Given the perceived conflict when RTE reports on a public sector of which it is a part, the Director General should spend more time in the diligent monitoring of bias than he does on digital distractions.
As the Fowler Commission on Broadcasting said: "Broadcasting is about content: the rest is housekeeping."
So far RTE has used the banking scandals to distract attention from its own pay packets. Broadcasters waxed angry about Colm Doherty's disgusting €3m pension pay-off but failed to follow up by showing that a minister who retires after 10 years and gets 60 per cent of his salary would need more than €3m to fund that pension in the private sector.
This desire not to draw attention to their own fat cattery explains why RTE is giving the Government a soft ride on the public sector. But this does Fine Gael no favours. Lacking a lethal opponent, Fine Gael has begun to believe that it is loved to bits.

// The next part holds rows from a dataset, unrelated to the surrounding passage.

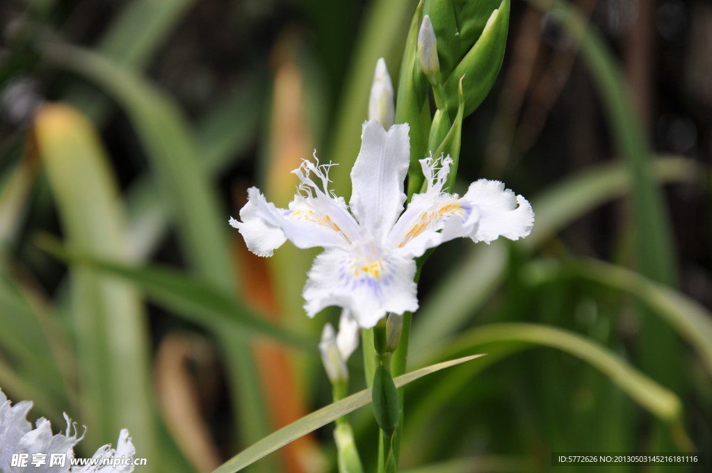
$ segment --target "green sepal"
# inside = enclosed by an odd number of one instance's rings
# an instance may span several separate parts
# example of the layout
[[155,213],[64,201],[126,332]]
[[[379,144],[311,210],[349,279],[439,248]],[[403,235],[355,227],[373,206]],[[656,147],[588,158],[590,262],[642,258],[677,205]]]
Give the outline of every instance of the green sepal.
[[456,109],[458,85],[465,76],[465,116],[482,103],[492,88],[504,58],[509,27],[509,0],[503,0],[498,9],[492,12],[479,39],[465,55],[445,81],[448,109]]
[[387,437],[390,437],[398,425],[398,391],[393,383],[390,371],[379,365],[373,377],[373,413],[376,422]]

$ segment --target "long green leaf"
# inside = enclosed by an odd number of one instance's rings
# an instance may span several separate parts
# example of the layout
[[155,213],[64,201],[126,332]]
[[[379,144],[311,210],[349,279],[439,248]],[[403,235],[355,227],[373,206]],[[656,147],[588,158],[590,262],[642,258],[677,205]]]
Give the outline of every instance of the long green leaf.
[[[197,122],[196,139],[201,150],[199,163],[216,176],[244,156],[259,124],[264,100],[261,74],[256,75],[234,93],[209,110]],[[142,175],[126,191],[131,247],[140,259],[156,248],[173,220],[170,199],[156,189],[155,180]]]
[[[483,356],[483,355],[473,355],[471,356],[466,356],[462,358],[432,365],[402,375],[393,380],[395,383],[396,387],[400,388],[426,375],[444,370],[451,366],[464,363],[471,360],[474,360],[481,356]],[[257,460],[268,455],[275,450],[284,447],[288,443],[293,442],[309,432],[313,432],[319,427],[323,427],[329,422],[356,410],[359,407],[362,407],[371,402],[371,397],[370,388],[365,389],[345,399],[342,399],[333,404],[330,404],[325,407],[322,407],[311,414],[305,415],[299,420],[282,427],[277,432],[271,434],[255,445],[233,457],[213,473],[233,473],[234,472],[239,471],[245,467],[252,464]]]
[[58,258],[135,284],[155,302],[194,323],[214,330],[229,326],[241,333],[242,339],[266,336],[305,350],[313,350],[316,345],[270,323],[241,304],[231,293],[199,278],[167,267],[131,266],[91,254],[66,251],[46,236],[38,238],[37,243]]
[[[664,182],[695,182],[704,175],[698,163],[679,158],[658,160],[654,170],[658,180]],[[518,248],[534,250],[577,218],[630,189],[630,175],[620,163],[589,168],[569,177],[532,200],[536,215],[534,228],[530,235],[517,242]],[[499,285],[506,261],[503,241],[478,245],[462,258],[416,314],[413,356],[428,354],[433,341],[447,337],[464,324]],[[441,310],[445,306],[448,310]]]
[[[82,251],[127,258],[118,188],[93,127],[73,108],[54,105],[38,113],[34,132],[66,239]],[[140,301],[121,281],[85,267],[70,269],[82,422],[97,432],[97,445],[129,428],[150,457],[155,432]]]
[[532,264],[528,272],[535,275],[537,282],[573,274],[633,294],[695,348],[712,375],[712,313],[697,301],[629,269],[603,261],[580,259]]
[[[27,385],[42,391],[44,396],[53,400],[52,406],[58,407],[52,412],[48,412],[48,406],[42,406],[44,412],[59,416],[63,411],[69,412],[68,383],[65,375],[68,365],[73,368],[76,360],[67,359],[66,334],[57,321],[44,315],[36,311],[16,284],[0,276],[0,346],[3,354],[12,360],[15,370],[22,373]],[[4,385],[0,380],[0,387]]]
[[669,422],[680,420],[682,404],[674,393],[607,348],[560,328],[535,323],[493,323],[468,331],[456,341],[441,344],[439,348],[440,356],[449,356],[488,343],[504,342],[524,342],[561,350],[601,371],[654,415]]

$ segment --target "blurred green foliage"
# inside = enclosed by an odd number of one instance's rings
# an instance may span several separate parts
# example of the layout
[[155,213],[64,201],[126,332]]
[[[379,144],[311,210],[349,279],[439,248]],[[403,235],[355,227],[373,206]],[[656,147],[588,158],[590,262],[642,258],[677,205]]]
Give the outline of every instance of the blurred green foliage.
[[[691,13],[702,2],[689,3],[689,21],[703,21]],[[531,197],[536,222],[521,241],[453,241],[424,264],[404,370],[489,355],[408,388],[401,464],[548,471],[551,452],[708,450],[712,105],[650,66],[660,93],[647,100],[660,110],[640,113],[629,93],[640,84],[624,72],[635,61],[614,53],[633,39],[612,32],[611,15],[650,43],[635,18],[654,20],[599,4],[588,17],[585,1],[539,0],[4,2],[0,387],[86,425],[88,452],[127,427],[144,472],[216,466],[177,429],[224,461],[288,422],[283,411],[294,420],[326,403],[316,340],[333,314],[282,316],[300,313],[309,259],[256,262],[228,217],[252,182],[290,194],[290,159],[314,148],[340,163],[332,177],[348,195],[381,56],[397,122],[422,130],[413,159],[426,152],[434,103],[408,51],[429,14],[454,100],[443,130],[463,125],[451,137],[461,142],[455,190],[501,179]],[[693,53],[659,30],[649,64]],[[473,43],[491,60],[469,61]],[[686,104],[666,101],[683,93]],[[693,124],[692,145],[670,137],[670,116]],[[179,359],[192,388],[177,416],[157,380],[177,333],[219,354],[212,378],[191,365],[198,355]],[[368,370],[357,358],[352,371]],[[179,415],[191,406],[197,421]],[[366,410],[352,415],[369,470],[377,427]],[[292,437],[318,427],[304,425]],[[334,471],[328,436],[308,439],[249,471]]]

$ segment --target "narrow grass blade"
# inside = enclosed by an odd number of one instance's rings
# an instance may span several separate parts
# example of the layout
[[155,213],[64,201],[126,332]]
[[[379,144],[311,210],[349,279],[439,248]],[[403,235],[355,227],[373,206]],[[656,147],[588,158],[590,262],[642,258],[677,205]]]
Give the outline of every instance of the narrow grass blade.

Accordingly, instead of taking Machiavelli's advice to do all the dirty jobs on day one -- as David Cameron did by taking on the public sector unions -- Fine Gael is dawdling away the few days when it can get away with anything.
Fine Gael should have started its term of office with a massive cut in the pay of senior State and semi-State bosses. And forced those who resisted to face the stress of a long legal war with the State. That's one bill the public would have no problem paying.
Why is Fine Gael dragging its feet? For the same reason people refused to believe the property bubble would burst. Thanks to RTE's failure to put them under pressure, Fine Gael has foolishly begun to believe the current phoney peace is permanent.
Although it pains me to admit it, Labour ministers have shown more bottle than Fine Gael in facing up to the problem of the public finances. And if they continue on this course, they will displace Fine Gael as the future preferred party of middle Ireland. Burke, as always, was on the ball.